Front. Genet., 26 April 2022
Sec. Statistical Genetics and Methodology
This article is part of the Research Topic Data Mining and Statistical Methods for Knowledge Discovery in Diseases Based on Multimodal Omics View all 15 articles

Editorial: Data Mining and Statistical Methods for Knowledge Discovery in Diseases Based on Multimodal Omics

  • 1School of Computer Science, Northwestern Polytechnical University, Xi’an, China
  • 2Key Laboratory of Big Data Storage and Management, Ministry of Industry and Information Technology, Northwestern Polytechnical University, Xi’an, China
  • 3Department of Genetics and Computational Biology, QIMR Berghofer Medical Research Institute, Brisbane, QLD, Australia

Over the last decade, advances in high-throughput omics technologies and methods have enabled researchers to measure multiple biological data modalities simultaneously and accurately or to integrate multi-omics data from different sources and modalities.
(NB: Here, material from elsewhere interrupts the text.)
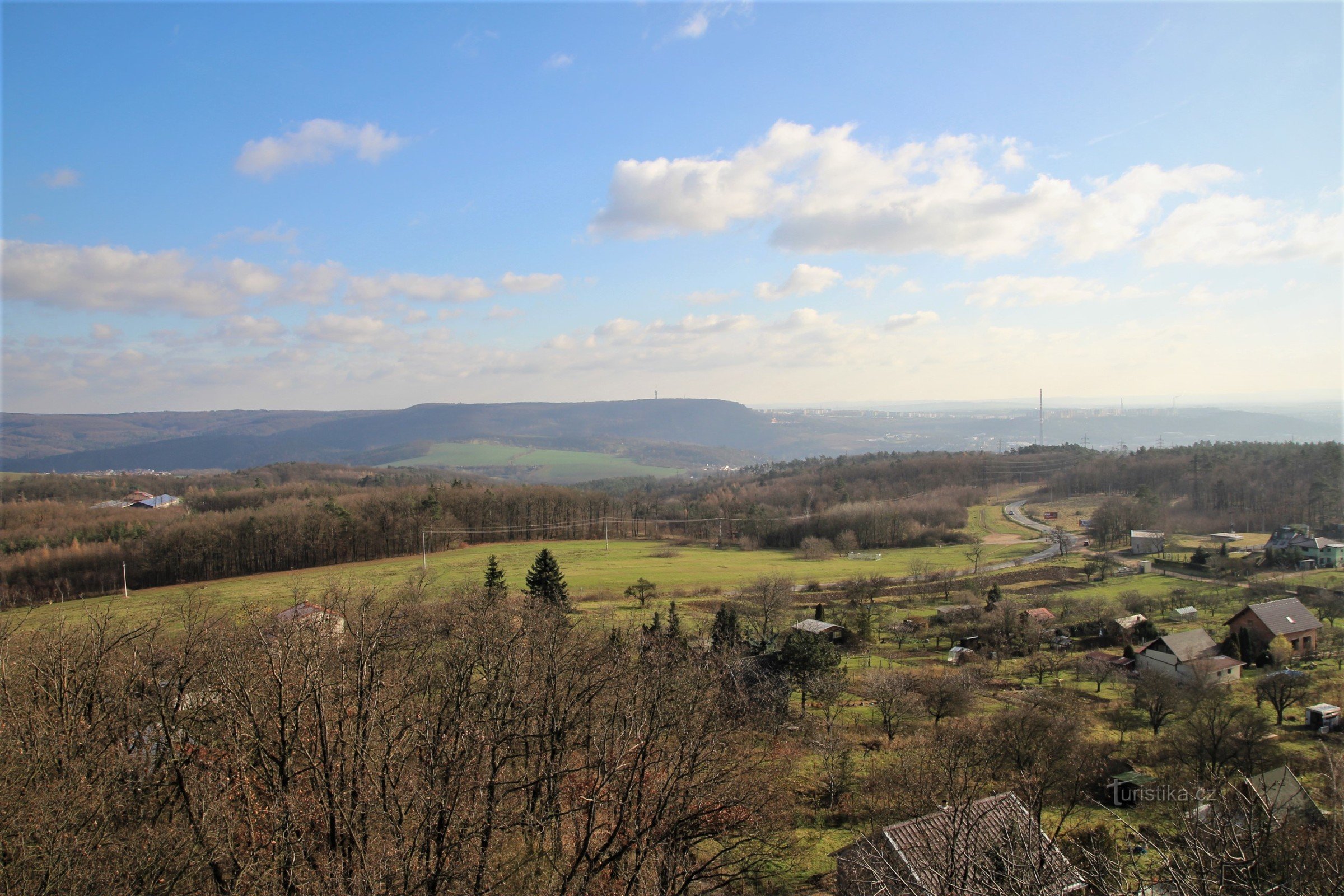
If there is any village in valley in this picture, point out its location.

Numerous datasets are being rapidly generated encompassing genomics, transcriptomics, proteomics, metabolomics, phenomics, radiomics, cutting-edge 3D spatial omics, and single-cell omics data. This represents an unprecedented opportunity for knowledge discovery in disease biology, including the identification of biomarkers, functional modules, causal pathways, or regulatory networks implicated in disease, thus having also the potential to bolster current therapeutic pipelines.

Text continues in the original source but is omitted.